Co-host Phil Tarrant highlighted how economists are seeing the market, with both still helping real estate agents.
“There are two likely scenarios that happen by the end of the calendar year. The first being modest price falls and the second being a slow pickup in property sales. So, these are the two dynamics that are happening right now,” Mr Tarrant explained.
Mr Tarrant also pointed out how real estate agents in different areas will face different scenarios.
“Some areas will rebound faster than others when it comes to prices, and he pointed to Adelaide and Canberra. Very few, if any, COVID cases, and hasn’t been hit as hard economically. When you think of the resources sector in WA, which is connected to Perth, strong demand still from China.

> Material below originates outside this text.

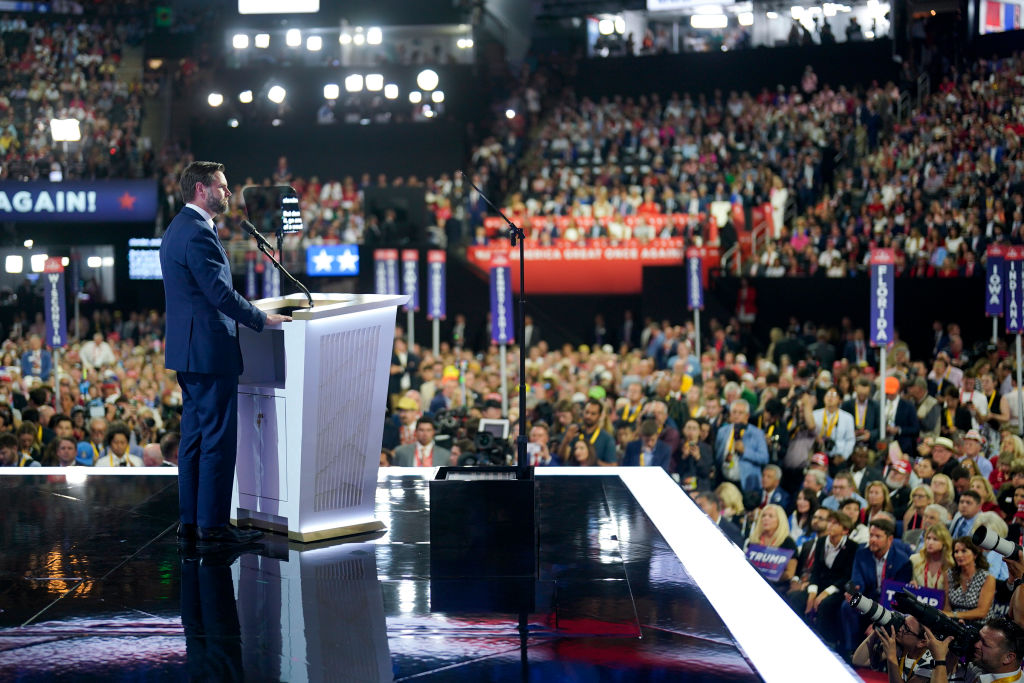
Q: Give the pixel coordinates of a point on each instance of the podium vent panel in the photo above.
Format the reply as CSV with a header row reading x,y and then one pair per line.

Canberra ha, s fared pretty well during this situation.
“So, this cliff that everyone, or some people, are talking about, I think you may see impact in some markets but not all markets, and again it comes down to how good you know your markets to know where and where not you should be doing anything,” Mr Tarrant explained.
The banking sector has also committed its support to consumers to stop the September cliff.
Australia’s banks will now extend loan deferrals for another four months for customers who have been impacted by COVID-19 pandemic, as creditors try to avoid the September cliff.
The extension follows an initial six-month deferral period, which will be judged on a case-by-case basis, with the banks expecting those who are able to resume repayment to start in September.
The new extension will be processed on a case-by-case basis depending on individual circumstances, with the banks expecting those who are able to resume repayments to start doing so by the end of their six-month deferral in September.
The additional deferral will also have no impact on a customer’s credit report or their credit rating.
Australian Banking Association chief executive Anna Bligh said over 800,000 people had now deferred over $260 billion worth of loans since repayment holidays were rolled out back in March.
“This next phase of bank support will avoid a ‘cliff’ for customers in September and give them the breathing space they need to work with their bank and get back on their feet financially,” said Ms Bligh.